The Falling Faro John Davit

This is the last of the faro flourishes from John. While the concept and the actions are fairly simple, the smooth execution will require a moderate amount of practice. There is no effect as such. This is just a very pretty and showy way to square cards that have been faro shuffled together.

The Work. Cut the deck in position for a faro shuffle, being sure you get at least 27 cards in the right half. Perform a straddle faro, sandwiching the left half inside the right half.

As soon as the weaving of the cards is completed, regrasp the pack in the right hand as follows: Right thumb on the near long edge where the interlaced cards overlap; the right second finger on the far long edge where the interlaced cards overlap; the right first finger curled on top pressing down on the middle of the telescoped deck where the cards overlap.

The right hand now lifts the far end of the telescoped pack up so that the deck is being held in a vertical position, perpendicular to the floor. The two fingers and the right thumb should give you a firm grasp of the entire deck, leaving your left hand to set up for it's part. Also, your right hand

The left hand is extended toward the right perpendicular to the floor. (That is, with the thumb and forefinger toward the ceiling and the fourth finger toward the floor.) They should engulf the deck, the first three fingers on one side and the thumb on the other. They are not actually touching the deck. They are just surrounding it so they can "catch" it as it falls. The most important finger in what is to follow is the left little finger which rests beneath the telescoped pack. See the illustration.

You are now going to spring the cards off the right thumb and first finger simultaneously. As they spring from the right hand, gravity will cause the top level to fall square with the lower level onto the left little finger. They will be leaning at a slight angle on the inside of the left hand. At the conclusion of the cascade, they will be held (vertically) in a very deep mechanics grip in the left hand. The whole thing takes about two seconds from start to finish.

Regurgitations. This is a very pretty piece of card handling worth the hour or so it will take to master. It is so simple (unlike the triple waterfall) that I wish I had thought of it. The key to getting it to work smoothly and easily is to make sure your right hand grasps the cards on the edges where they overlap. This is great material and I'm delighted The Trapdoor was able to bring it to you.

After playing with this, I came up with a variation which some of you might find a little easier --- if not as impressive. It is based on the squeeze of the deck of cards which was made prior to the old cascade or waterfall. To execute, hold the telescoped deck between the right forefinger and the right thumb, right at the second knuckle. You have to hold them where the two halves interlace to do this smoothly. The left hand remains ready to catch the cards as they fall as described above.

Now squeeze the cards until they slide forward on the finger and thumb. This will cause them to bow toward the thumb crotch. The purpose of this squeezing is to separate each of the cards by a fraction of an inch. When they have been slid up to the tips of the forefinger and thumb, release the pressure on the cards. They will fall into your waiting left hand, onto your left little finger. Because of the space placed between each of the cards,the top half of the telescoped pack will fall flush with the lower half, squaring the deck.

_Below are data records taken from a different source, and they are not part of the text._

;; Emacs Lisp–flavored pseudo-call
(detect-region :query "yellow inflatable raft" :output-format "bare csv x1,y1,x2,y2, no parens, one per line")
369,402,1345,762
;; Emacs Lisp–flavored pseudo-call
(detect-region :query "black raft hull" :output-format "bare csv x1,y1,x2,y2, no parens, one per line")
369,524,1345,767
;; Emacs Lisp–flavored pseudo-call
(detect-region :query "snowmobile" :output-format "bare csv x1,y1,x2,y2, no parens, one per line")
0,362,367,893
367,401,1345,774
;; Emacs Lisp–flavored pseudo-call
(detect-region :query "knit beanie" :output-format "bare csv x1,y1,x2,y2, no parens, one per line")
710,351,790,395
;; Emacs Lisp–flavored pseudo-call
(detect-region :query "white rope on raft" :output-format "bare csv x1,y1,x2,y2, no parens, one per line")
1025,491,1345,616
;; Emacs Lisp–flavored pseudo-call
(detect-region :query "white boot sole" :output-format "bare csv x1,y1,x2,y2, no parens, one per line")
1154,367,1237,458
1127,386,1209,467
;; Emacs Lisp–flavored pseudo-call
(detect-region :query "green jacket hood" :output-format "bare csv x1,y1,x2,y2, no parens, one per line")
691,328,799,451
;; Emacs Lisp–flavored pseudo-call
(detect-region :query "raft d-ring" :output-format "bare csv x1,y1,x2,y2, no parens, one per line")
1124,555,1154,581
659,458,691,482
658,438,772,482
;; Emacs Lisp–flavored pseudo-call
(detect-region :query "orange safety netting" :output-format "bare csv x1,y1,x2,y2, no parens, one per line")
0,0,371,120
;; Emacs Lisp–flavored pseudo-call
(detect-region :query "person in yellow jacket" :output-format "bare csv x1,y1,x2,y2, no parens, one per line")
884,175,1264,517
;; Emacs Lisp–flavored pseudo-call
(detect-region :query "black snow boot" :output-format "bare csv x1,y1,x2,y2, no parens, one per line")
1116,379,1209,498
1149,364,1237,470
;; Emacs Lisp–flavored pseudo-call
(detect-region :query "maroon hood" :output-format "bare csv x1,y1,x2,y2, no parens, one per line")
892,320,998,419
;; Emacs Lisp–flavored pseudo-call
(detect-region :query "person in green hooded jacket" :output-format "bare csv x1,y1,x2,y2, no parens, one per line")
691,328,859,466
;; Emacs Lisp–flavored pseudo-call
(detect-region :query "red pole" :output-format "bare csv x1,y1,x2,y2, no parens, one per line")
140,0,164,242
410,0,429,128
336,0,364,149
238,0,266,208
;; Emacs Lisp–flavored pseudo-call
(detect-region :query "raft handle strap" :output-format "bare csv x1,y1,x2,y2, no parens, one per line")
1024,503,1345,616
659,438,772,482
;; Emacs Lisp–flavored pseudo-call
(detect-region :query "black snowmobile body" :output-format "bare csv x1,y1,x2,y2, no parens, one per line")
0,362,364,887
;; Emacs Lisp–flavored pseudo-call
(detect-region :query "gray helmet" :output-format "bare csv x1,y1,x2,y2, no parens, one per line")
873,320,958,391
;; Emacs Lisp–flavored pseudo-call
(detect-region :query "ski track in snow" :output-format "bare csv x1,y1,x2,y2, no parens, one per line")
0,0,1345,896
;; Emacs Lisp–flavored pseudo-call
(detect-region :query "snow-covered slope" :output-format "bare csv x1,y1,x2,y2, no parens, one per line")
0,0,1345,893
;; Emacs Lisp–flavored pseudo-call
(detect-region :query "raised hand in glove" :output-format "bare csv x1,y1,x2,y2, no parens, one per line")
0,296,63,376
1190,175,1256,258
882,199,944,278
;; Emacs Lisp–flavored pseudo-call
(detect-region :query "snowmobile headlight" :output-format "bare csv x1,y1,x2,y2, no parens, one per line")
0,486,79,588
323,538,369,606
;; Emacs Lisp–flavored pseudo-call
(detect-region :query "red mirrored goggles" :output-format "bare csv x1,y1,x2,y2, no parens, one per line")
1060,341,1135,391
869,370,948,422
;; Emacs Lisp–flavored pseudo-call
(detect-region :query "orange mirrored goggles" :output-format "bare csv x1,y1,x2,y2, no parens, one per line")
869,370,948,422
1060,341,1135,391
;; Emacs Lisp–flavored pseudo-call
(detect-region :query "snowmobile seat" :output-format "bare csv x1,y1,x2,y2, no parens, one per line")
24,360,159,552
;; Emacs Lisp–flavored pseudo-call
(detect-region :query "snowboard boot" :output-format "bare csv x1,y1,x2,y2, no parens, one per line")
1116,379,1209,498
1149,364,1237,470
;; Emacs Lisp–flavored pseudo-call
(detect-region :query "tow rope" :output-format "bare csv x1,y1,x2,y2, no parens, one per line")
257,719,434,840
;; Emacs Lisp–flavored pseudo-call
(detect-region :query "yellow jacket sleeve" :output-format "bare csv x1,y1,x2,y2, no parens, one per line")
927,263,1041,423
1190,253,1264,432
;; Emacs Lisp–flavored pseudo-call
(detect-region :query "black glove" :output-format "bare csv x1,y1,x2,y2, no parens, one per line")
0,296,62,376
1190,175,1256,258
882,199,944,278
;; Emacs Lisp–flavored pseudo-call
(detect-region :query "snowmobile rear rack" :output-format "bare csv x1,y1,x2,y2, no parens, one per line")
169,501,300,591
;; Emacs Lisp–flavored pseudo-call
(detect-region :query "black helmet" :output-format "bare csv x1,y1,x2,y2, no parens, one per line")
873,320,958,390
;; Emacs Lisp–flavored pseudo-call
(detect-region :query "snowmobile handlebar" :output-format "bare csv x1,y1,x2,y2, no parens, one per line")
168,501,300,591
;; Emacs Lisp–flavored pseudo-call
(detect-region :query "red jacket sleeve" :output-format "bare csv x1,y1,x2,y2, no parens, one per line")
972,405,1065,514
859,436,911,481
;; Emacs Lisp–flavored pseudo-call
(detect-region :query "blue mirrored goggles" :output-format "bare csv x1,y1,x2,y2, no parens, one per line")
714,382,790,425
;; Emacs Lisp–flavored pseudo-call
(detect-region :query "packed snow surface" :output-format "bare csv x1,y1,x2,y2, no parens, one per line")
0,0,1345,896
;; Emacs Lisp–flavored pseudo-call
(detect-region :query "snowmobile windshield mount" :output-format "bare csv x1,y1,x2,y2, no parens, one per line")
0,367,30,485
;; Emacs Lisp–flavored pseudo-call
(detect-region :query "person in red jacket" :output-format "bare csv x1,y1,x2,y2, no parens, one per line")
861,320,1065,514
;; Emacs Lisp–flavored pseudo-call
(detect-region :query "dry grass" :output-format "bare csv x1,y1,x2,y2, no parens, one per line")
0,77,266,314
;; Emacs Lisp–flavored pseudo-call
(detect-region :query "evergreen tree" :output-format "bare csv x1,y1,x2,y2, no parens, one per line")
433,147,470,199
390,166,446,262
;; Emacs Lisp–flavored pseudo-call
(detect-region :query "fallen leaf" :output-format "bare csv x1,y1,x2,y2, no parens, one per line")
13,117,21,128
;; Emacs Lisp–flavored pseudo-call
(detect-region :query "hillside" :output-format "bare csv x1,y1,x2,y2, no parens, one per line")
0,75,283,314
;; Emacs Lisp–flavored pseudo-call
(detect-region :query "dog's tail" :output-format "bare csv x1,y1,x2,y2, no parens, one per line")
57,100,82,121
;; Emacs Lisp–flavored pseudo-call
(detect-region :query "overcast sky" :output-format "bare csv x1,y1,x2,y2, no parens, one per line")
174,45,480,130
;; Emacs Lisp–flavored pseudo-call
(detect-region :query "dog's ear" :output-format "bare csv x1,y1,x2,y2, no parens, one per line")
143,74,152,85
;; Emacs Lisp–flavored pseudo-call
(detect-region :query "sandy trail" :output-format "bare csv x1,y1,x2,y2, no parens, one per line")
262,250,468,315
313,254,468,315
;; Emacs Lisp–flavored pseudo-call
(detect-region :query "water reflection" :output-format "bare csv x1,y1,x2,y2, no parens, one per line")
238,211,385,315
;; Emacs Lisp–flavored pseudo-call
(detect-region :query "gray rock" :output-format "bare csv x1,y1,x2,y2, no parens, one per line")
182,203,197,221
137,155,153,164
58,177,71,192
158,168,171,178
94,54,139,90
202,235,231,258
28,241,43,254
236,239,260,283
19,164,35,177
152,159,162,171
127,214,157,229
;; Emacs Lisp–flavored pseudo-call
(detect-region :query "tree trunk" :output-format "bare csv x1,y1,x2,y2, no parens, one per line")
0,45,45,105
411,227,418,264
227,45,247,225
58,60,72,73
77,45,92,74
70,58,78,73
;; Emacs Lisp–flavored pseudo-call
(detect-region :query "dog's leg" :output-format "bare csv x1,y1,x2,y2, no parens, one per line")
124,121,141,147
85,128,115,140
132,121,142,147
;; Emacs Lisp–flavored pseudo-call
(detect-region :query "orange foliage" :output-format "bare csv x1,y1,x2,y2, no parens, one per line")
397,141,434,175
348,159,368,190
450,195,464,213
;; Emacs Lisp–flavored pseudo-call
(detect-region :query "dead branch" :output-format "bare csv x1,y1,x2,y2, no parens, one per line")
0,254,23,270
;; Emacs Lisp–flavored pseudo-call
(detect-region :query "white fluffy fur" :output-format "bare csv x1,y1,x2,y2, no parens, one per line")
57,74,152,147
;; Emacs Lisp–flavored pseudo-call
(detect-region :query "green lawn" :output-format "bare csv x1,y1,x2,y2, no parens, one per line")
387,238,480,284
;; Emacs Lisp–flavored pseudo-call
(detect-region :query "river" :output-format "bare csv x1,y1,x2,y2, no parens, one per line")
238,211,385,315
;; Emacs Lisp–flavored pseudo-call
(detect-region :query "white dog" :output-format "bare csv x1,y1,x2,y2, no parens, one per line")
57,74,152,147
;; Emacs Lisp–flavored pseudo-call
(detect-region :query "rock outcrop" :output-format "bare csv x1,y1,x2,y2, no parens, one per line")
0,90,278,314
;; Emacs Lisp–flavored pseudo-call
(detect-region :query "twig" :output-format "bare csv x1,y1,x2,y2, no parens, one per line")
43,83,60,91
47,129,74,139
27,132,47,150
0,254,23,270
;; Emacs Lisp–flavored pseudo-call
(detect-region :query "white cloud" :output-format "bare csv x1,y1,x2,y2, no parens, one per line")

This is a very simple flourish to add to any faro shuffle when the cards are not set up an any obvious order (i.e. red half shuffled into a black half). It does not blend well with the Triple Waterfall just explained because the cards are bowed in opposite directions. However, you can either use a well broken in deck, or you can do this one with the cards face up after completing the Triple Waterfall with the cards face down. I will describe it face down since I don't use the two together.

This is almost too simple to require a description. I am not apologizing for it. I probably would not have published it by itself, but since you are learning stuff with a faro, you might as well learn this too. It's worth the little effort required. Split the deck into two packets, retaining at least 27 cards in the right half. Straddle faro the two halves together and push the two halves together so that they overlap for about an inch. Now grasp the telescoped pack in the right hand in position for the Charlier Pass. Place your right forefinger on the face of the pack, exactly in the middle where they overlap. Extend your left hand palm up. You are going to spring the cards over into your left hand so that they fall face up. You are not going to change their order or the fact that they are telescoped. You are just displaying the faces of the cards with the remark, "As you can see, they are well mixed."

You do this by raising the cards so that they are in a vertical position with the right thumb at the top and the right fingers at the bottom. Push with your right forefinger underneath and allow the top long edges of the cards to spring off the right thumb. Your left hand is there to catch the cards as they roll over. Your right thumb should allow them to spring off in a slow, steady fashion.

The cards land in your left hand in telescoped fashion. You can finish with the last two waterfalls from the Triple Waterfall or you can do a legitimate waterfall (without the diagonal pressure) using the technique described in the second waterfall of the three.

Regurgitations. As I stated earlier, this doesn't do anything. It just looks pretty. It will take all of ten minutes to learn to do. It will give you a reason to show off with a faro (to show the cards in random order) while at the same time doing a flourish.